The initial goal of our study was to discover pseudogenes that were differentially expressed in four common gynecological malignancies. However, we only found three and one significantly up-regulated pseudogenes that predicted poor prognosis in ovarian serous cystadenocarcinoma and uterine corpus endometrioid carcinoma after Kaplan–Meier survival analysis. We selected LDHAP5 as the candidate pseudogenes as it had corresponding miRNAs. There are two reasons accounting for the lack of pseudogenes. Firstly, many pseudogenes remain unidentified. Initially, pseudogenes were considered as “junk” or “fossil” DNA, and many methods were developed to avoid their detection [32,33,34,35,36]. The second possibility is that the current ceRNA hypothesis is not yet perfect, and further analysis is needed to build a more comprehensive regulatory network [37].

In our study, 148 potential target mRNAs were identified. Functional enrichment analysis showed the top five significantly enriched gene sets were MicroRNAs in cancer (hsa05206), Pathway in cancer (hsa05200), PI3K-AKT signaling pathway (hsa04151), Endocrine resistance (hsa01522), and Foxo signaling pathway (hsa04068). Interestingly, epithelial ovarian cancer, bladder cancer, lung cancer, and colorectal cancer were enriched in the MicroRNAs in cancer pathway (hsa05206). The PI3K-AKT signaling pathway has been researched extensively and plays an important role in a variety of cancers. Studies have shown that activated AKT mediates various downstream reactions, including cell survival, growth, proliferation, cell migration, and angiogenesis via phosphorylation of a range of intracellular proteins [38, 39]. More significantly, studies have shown that EGFR is dysregulated in many solid tumors, and PI3K-AKT signaling can be used as a downstream regulatory pathway for EGFR to mediate the occurrence and progression of disease, as confirmed in many cancers [40, 41].

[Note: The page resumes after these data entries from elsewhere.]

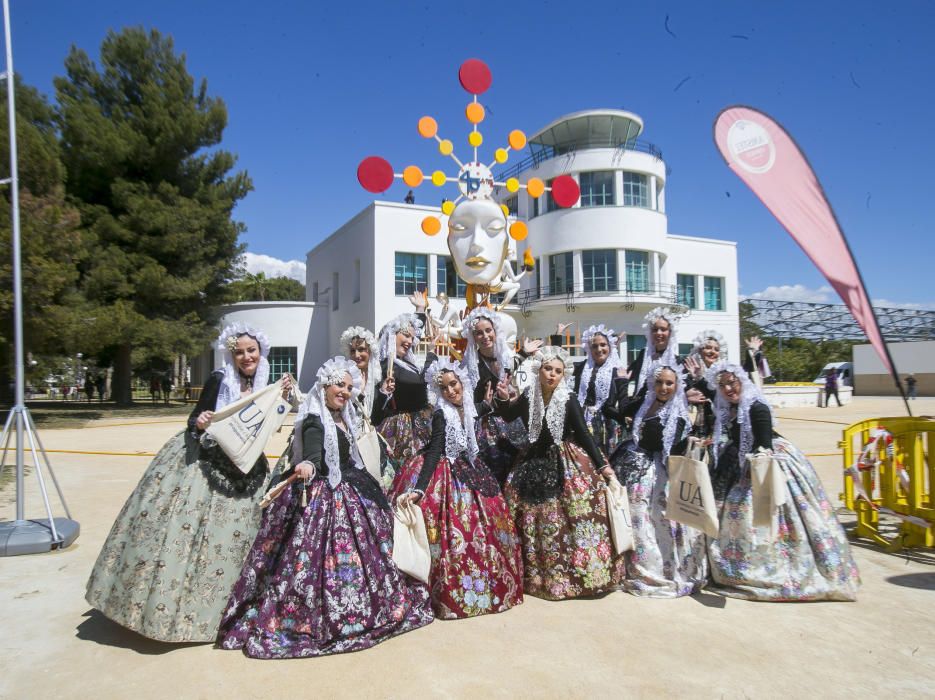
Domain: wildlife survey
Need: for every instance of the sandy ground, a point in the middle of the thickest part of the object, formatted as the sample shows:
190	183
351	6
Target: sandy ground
53	645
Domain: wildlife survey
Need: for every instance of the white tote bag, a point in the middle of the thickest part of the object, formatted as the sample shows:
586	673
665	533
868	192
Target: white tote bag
691	498
769	489
618	510
243	428
410	542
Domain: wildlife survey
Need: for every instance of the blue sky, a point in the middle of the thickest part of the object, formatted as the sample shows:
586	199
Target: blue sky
311	88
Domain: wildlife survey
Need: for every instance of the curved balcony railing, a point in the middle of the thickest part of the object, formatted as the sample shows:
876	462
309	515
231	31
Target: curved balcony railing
545	153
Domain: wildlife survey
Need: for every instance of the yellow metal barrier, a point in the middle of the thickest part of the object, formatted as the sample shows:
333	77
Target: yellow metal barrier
879	475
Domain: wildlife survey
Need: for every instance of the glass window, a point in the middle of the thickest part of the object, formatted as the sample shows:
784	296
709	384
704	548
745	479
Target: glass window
600	270
714	294
685	290
561	273
282	360
447	280
637	262
635	343
411	273
597	189
635	190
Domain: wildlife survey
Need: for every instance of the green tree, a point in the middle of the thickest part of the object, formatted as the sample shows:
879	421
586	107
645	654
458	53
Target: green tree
139	145
51	240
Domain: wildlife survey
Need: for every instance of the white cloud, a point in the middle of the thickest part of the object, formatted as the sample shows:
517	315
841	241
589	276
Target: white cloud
274	267
797	292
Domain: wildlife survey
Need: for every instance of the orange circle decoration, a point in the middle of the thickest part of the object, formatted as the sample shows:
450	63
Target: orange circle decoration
428	127
518	231
412	176
474	112
431	225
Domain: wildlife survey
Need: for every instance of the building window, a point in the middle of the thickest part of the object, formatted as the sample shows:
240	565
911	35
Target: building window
447	280
561	273
637	262
282	360
411	273
357	280
597	189
685	290
714	294
600	270
635	190
635	343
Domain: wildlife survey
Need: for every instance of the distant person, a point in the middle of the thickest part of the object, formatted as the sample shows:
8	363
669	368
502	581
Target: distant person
911	386
166	386
832	381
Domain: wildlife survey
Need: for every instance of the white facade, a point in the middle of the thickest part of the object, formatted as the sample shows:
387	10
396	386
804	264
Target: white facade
622	260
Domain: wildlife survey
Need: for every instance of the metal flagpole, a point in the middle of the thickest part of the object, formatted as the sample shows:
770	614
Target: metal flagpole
23	536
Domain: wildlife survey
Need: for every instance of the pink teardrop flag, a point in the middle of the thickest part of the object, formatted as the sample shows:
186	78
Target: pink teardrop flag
770	163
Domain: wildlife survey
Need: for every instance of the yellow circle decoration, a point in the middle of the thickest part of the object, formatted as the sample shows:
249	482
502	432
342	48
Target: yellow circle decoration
516	139
428	127
412	176
474	112
518	231
431	225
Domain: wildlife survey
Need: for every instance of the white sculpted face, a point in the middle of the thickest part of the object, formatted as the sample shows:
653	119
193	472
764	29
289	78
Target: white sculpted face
478	241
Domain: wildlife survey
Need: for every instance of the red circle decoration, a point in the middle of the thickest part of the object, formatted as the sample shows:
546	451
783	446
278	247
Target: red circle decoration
375	174
565	191
475	76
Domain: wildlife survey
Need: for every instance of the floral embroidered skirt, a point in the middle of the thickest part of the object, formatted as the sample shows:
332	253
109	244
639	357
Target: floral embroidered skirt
476	559
176	549
808	559
500	442
406	433
668	559
560	511
320	579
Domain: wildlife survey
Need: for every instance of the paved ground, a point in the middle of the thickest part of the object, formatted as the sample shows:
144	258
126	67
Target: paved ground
53	645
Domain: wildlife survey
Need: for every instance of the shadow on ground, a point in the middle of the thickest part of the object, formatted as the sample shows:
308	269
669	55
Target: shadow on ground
96	627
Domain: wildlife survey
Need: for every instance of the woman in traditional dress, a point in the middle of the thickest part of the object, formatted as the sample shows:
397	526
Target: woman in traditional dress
809	558
320	578
668	559
600	384
175	550
661	346
556	491
401	410
476	560
488	361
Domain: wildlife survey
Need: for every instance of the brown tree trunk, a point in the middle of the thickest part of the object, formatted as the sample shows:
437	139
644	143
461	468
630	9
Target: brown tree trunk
121	391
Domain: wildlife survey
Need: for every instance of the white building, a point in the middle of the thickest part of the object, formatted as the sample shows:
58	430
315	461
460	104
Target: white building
609	259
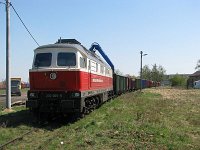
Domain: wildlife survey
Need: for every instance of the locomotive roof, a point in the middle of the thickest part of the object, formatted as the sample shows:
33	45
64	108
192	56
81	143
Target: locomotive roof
79	47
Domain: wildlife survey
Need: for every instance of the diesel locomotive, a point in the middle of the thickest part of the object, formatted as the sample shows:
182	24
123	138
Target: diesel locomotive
68	78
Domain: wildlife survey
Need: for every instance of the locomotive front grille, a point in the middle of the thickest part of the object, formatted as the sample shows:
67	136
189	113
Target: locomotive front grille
52	96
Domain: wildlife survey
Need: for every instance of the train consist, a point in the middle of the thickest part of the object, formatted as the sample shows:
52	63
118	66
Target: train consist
67	78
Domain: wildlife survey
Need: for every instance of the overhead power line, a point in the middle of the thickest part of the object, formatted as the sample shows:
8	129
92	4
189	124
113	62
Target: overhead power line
24	24
21	22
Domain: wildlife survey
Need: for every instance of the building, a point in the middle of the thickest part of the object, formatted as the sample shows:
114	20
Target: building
193	77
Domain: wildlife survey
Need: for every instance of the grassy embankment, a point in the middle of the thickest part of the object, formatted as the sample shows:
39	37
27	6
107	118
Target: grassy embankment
155	119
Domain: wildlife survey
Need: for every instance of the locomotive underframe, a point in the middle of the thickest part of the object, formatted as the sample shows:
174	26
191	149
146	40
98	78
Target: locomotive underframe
66	102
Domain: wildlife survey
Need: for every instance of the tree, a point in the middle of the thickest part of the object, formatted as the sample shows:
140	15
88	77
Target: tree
156	73
198	65
146	72
178	80
118	72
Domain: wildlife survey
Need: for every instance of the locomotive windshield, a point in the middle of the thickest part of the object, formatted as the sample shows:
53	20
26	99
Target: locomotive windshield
43	60
66	59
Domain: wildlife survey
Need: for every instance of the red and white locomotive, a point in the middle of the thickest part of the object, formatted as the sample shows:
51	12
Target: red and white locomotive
67	78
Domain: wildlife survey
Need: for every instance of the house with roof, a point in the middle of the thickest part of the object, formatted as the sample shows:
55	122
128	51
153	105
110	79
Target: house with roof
193	77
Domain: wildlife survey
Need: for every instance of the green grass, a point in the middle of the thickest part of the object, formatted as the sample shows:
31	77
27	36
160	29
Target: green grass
131	121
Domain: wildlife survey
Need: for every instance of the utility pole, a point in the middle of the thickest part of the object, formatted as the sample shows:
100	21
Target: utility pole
141	53
8	82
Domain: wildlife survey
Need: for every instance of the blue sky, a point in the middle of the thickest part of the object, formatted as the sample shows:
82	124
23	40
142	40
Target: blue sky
168	31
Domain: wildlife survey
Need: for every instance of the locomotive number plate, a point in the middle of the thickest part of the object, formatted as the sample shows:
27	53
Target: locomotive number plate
52	76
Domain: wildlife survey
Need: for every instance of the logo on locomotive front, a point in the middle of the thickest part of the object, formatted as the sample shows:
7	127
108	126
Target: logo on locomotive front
52	76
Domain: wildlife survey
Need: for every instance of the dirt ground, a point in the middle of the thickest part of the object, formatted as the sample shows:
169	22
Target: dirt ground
14	99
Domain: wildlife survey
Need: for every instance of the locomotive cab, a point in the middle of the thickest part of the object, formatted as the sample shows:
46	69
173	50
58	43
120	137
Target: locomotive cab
67	78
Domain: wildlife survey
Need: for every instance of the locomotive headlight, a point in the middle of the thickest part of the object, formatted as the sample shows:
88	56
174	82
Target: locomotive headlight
32	95
75	95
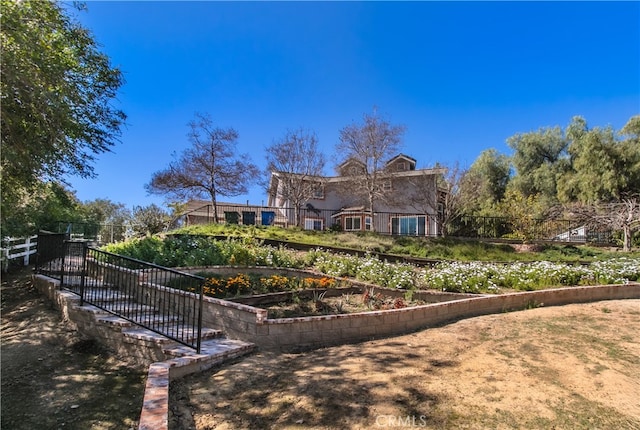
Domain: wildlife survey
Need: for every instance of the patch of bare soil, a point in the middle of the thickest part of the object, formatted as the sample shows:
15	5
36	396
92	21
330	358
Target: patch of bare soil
344	304
568	367
51	377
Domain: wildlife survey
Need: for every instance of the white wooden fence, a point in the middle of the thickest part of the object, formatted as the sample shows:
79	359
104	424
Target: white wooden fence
13	248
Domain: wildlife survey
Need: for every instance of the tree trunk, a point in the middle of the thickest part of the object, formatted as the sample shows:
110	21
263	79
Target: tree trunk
626	240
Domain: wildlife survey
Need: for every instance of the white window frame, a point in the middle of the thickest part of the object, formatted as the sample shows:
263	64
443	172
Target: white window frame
353	218
367	223
318	192
310	223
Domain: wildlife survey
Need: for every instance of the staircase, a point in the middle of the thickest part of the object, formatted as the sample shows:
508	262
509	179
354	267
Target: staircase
141	346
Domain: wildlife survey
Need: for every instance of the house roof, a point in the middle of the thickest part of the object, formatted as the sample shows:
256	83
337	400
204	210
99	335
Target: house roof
411	160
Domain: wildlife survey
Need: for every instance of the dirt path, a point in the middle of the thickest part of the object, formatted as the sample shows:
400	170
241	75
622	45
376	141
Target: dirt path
54	379
568	367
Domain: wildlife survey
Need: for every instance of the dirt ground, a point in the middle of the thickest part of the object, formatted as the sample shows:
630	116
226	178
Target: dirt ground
568	367
51	377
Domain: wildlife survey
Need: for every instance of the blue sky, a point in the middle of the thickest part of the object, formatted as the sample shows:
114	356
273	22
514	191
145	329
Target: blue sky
461	76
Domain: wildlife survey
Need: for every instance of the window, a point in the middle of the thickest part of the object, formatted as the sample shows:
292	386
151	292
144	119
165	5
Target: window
318	192
409	225
352	223
313	224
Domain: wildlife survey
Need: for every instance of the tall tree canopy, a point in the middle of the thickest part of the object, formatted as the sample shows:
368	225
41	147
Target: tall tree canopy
539	158
484	184
298	164
370	144
56	91
605	167
209	167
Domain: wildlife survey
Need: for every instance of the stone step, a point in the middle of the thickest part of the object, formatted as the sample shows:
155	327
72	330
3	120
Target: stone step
186	334
212	352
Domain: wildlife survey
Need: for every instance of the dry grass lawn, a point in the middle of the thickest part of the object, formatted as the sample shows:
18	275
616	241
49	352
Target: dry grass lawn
568	367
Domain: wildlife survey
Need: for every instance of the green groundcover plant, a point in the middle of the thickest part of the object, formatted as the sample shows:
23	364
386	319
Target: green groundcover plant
468	277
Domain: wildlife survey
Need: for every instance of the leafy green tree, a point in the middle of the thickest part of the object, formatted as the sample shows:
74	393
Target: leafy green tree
56	92
149	220
42	208
106	219
604	167
524	213
484	184
210	167
539	158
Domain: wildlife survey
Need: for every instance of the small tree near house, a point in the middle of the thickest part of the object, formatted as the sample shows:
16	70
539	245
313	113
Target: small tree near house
369	145
297	164
209	168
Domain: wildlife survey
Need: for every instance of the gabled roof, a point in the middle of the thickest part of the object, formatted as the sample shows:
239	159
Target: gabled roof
348	161
411	160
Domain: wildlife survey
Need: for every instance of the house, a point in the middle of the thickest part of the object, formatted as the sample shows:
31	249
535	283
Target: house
407	200
201	212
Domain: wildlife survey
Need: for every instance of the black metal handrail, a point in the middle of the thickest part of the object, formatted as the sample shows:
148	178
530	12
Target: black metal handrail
160	299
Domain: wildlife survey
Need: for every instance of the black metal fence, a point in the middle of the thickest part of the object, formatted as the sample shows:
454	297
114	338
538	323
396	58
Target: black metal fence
157	298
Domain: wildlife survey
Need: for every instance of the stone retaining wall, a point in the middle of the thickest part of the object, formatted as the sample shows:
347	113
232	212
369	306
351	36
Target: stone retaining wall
291	334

Our research has several limitations. Specially, our conclusions are primarily based on the analysis of existing databases. To further confirm the role of the LDHAP5 pseudogene at the in vivo and in vitro level, we need to construct ovarian cancer cell lines that differentially express LDHAP5, with clinical pathological specimens from ovarian cancer patients also used to verify our findings. EGFR antagonists (e.g., gefitinib, lapatinib, erlotinib) have been used in a variety of cancers, including pancreatic, small cell lung, and colorectal cancer [42,43,44]. Once our research is successfully validated, it may be used in ovarian cancer in the future. With continuing research, more pseudogene functions and corresponding mechanisms will be revealed, which could help in the identification of novel biomarkers, development of specific drug design, and the adoption of personalized treatment in the future.

Conclusions

This study is the first to report on the high expression of the LDHAP5 pseudogene in ovarian serous cystadenocarcinoma, which may lead to poor prognosis via its targeting of EGFR. Thus, LDHAP5 may serve as a new therapeutic target, and improve the prognosis of patients with ovarian cancer in the future.